An article by my Hoover colleague Dr. Paul Gregory in The Hill
On Feb. 2, the Moscow City Court sentenced Russian opposition leader Aleksei Navalny to two years and eight months in jail. Noted for its “telephone justice” (verdict dictated by the Kremlin), the Moscow court’s sentence revealed that Russian President Vladimir Putin has concluded that Navalny is too dangerous to remain free. By returning to Moscow after being poisoned and flown to Germany for treatment, Navalny declared he would continue his campaign for a democratic and clean Russia, irrespective of the consequences for him personally. In his statement to the court, Navalny declared that, however much Putin “pretends to be a great geo-politician, he’ll go down in history as a poisoner.”

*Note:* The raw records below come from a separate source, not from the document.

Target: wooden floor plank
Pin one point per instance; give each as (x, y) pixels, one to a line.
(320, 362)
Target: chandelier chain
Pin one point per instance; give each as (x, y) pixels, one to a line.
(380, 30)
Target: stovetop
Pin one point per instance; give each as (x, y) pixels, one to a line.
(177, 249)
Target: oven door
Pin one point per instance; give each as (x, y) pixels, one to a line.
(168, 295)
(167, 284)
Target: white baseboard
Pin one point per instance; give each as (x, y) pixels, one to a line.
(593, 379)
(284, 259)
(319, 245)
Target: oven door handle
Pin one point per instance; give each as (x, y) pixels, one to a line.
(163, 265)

Navalny has long been a thorn in the Kremlin’s side with his disclosures of high-level corruption by Putin’s inner circle. The Kremlin’s non-stop anti-Navalny media campaign has described him as corrupt, a foreign agent, a bombastic Russia-hating poseur. Sham court proceedings disqualified him from political office. Putin carefully avoided speaking Navalny’s name, referring to him instead as “the blogger” or more recently the “Berlin patient.” As a result of this drum beat, Navalny scarcely registered on Russian approval and trust polls in the past, but no longer.

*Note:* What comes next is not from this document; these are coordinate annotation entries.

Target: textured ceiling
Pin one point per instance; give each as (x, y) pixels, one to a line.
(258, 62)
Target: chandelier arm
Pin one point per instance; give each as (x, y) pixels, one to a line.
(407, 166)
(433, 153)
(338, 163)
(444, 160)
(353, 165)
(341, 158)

Four recent events elevated Navalny from a pesky irritation to a formidable opponent of the Kremlin, who must now be isolated.
The first is the attempted poisoning of Navalny on Aug. 20, widely covered by international press and Russian social media. This was followed by Navalny’s telephone-scamming of one of his poisoners into a confession, the recording of which went viral on social media. The Russian people now know that the Kremlin routinely uses political murder to get its way.